Medidas serão tomadas pela queda na demanda pelos serviços, causada pela pandemia do coronavírus. UBER: Lei de Chicago exige que empresas divulguem dados sobre tarifas em corridas e permitiu uma análise que mostrou aumento no valor das tarifas em corridas compartilhadas.
Mike Blake/Reuters
A Uber anunciou nesta quarta-feira (6) que cortará cerca de 3.700 empregos e o presidente-executivo Dara Khosrowshahi renunciará ao seu salário-base pelo restante do ano.
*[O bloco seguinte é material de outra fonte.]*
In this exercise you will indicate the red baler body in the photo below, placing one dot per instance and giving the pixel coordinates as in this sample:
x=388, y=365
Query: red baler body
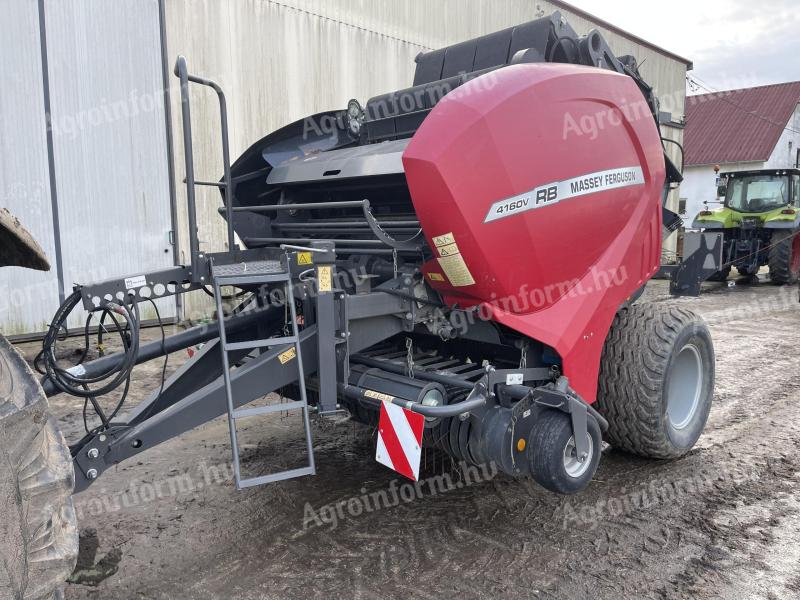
x=553, y=265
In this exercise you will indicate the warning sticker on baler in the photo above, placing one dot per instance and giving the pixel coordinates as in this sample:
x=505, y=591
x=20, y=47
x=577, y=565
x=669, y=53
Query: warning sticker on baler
x=286, y=356
x=552, y=193
x=451, y=261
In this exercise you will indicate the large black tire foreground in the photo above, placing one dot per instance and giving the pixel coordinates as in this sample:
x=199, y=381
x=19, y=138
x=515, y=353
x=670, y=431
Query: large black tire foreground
x=784, y=256
x=38, y=532
x=656, y=380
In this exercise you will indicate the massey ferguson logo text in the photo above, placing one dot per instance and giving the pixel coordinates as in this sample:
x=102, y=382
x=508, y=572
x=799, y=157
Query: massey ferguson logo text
x=553, y=193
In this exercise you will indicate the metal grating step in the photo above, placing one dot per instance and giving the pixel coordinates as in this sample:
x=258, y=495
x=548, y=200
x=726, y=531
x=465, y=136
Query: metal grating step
x=265, y=410
x=265, y=343
x=256, y=267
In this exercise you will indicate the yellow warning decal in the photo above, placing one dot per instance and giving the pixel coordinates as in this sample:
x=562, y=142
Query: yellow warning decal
x=325, y=278
x=285, y=357
x=449, y=250
x=451, y=261
x=444, y=240
x=456, y=270
x=378, y=395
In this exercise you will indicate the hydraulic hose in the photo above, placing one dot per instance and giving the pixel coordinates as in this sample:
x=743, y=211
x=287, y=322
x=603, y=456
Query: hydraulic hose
x=75, y=381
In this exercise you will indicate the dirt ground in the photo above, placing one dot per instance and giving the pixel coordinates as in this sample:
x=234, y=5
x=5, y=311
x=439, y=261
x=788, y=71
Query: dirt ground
x=723, y=522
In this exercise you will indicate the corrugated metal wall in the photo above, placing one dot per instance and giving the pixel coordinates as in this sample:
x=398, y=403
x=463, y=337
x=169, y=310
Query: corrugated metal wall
x=107, y=107
x=108, y=126
x=281, y=60
x=28, y=299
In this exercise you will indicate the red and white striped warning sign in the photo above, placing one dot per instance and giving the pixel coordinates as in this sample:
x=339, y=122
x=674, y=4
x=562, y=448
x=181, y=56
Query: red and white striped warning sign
x=400, y=439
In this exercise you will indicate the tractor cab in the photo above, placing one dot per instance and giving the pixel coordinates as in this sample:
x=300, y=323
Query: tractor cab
x=759, y=220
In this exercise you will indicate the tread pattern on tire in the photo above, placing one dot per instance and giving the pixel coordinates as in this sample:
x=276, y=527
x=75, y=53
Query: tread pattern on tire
x=780, y=257
x=632, y=372
x=39, y=541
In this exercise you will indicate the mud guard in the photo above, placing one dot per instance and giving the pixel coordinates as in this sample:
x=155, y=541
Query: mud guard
x=17, y=246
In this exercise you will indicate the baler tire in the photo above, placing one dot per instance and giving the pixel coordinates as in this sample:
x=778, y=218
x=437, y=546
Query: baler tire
x=783, y=259
x=639, y=365
x=548, y=440
x=38, y=530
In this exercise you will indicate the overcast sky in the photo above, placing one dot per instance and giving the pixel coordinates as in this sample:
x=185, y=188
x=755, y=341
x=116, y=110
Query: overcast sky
x=733, y=43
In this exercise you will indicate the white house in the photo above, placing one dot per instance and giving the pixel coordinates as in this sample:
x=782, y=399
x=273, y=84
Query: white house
x=753, y=128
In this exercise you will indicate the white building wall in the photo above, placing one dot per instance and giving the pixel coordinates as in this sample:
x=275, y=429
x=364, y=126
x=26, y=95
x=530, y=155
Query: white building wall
x=28, y=299
x=110, y=168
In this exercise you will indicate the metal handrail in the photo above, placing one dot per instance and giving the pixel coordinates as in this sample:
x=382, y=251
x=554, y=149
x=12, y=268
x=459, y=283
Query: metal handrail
x=182, y=73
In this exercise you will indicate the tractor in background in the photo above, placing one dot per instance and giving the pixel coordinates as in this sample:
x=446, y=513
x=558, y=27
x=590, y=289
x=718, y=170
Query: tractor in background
x=759, y=222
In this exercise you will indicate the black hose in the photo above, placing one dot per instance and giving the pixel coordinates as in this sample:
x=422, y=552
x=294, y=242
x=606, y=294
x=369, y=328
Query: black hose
x=74, y=382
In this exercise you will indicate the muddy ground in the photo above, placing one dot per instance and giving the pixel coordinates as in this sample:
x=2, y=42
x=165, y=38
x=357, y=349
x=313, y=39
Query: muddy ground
x=722, y=522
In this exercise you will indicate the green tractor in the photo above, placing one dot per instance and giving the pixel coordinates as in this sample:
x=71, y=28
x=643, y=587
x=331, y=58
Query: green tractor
x=760, y=221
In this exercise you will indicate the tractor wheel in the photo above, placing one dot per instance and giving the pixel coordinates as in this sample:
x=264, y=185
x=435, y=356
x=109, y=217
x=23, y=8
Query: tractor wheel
x=38, y=532
x=721, y=275
x=784, y=256
x=551, y=453
x=656, y=380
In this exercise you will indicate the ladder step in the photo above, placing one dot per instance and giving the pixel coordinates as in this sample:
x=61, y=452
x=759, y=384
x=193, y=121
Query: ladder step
x=276, y=477
x=253, y=279
x=264, y=410
x=265, y=343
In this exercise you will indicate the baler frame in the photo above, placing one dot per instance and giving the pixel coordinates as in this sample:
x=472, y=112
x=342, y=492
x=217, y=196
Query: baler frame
x=495, y=406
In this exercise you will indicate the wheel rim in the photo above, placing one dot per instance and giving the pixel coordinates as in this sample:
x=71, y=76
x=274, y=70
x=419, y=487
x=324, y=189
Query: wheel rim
x=795, y=260
x=685, y=387
x=574, y=467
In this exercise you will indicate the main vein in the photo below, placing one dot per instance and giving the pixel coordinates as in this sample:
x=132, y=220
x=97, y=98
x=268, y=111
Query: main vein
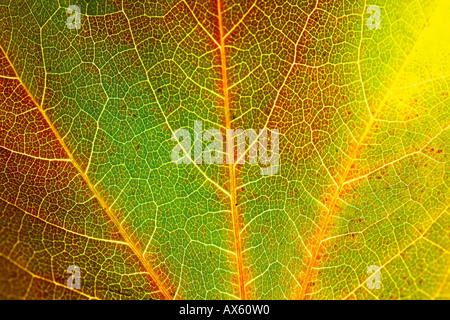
x=230, y=153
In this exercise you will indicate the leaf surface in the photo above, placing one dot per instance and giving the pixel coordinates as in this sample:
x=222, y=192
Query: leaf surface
x=86, y=177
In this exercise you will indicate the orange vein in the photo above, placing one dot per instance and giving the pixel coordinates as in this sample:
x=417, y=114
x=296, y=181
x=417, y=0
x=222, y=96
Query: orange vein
x=116, y=222
x=234, y=213
x=315, y=260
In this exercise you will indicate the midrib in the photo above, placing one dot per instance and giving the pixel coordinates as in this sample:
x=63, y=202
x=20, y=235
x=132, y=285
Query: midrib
x=230, y=153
As medidas ocorrerão pelo impacto da pandemia do coronavírus.
A empresa disse que as demissões incluem equipes de suporte e captação de clientes e espera gastar cerca de US$ 20 milhões em custos de indenizações e encargos relacionados.
A Uber e a rival Lyft suspenderam suas perspectivas financeiras para o ano, uma vez que a demanda por serviços de transporte de aplicativos caiu drasticamente em todo o mundo após governos imporem medidas de isolamento social para conter a transmissão da Covid-19.
Como a Uber é mais diversificada do que a Lyft, pode se apoiar em parte nos seus negócios de entrega de alimentos.
A Lyft divulgará seus resultados trimestrais nesta quarta, e a Uber deverá reportar seu balanço nesta quinta-feira (7).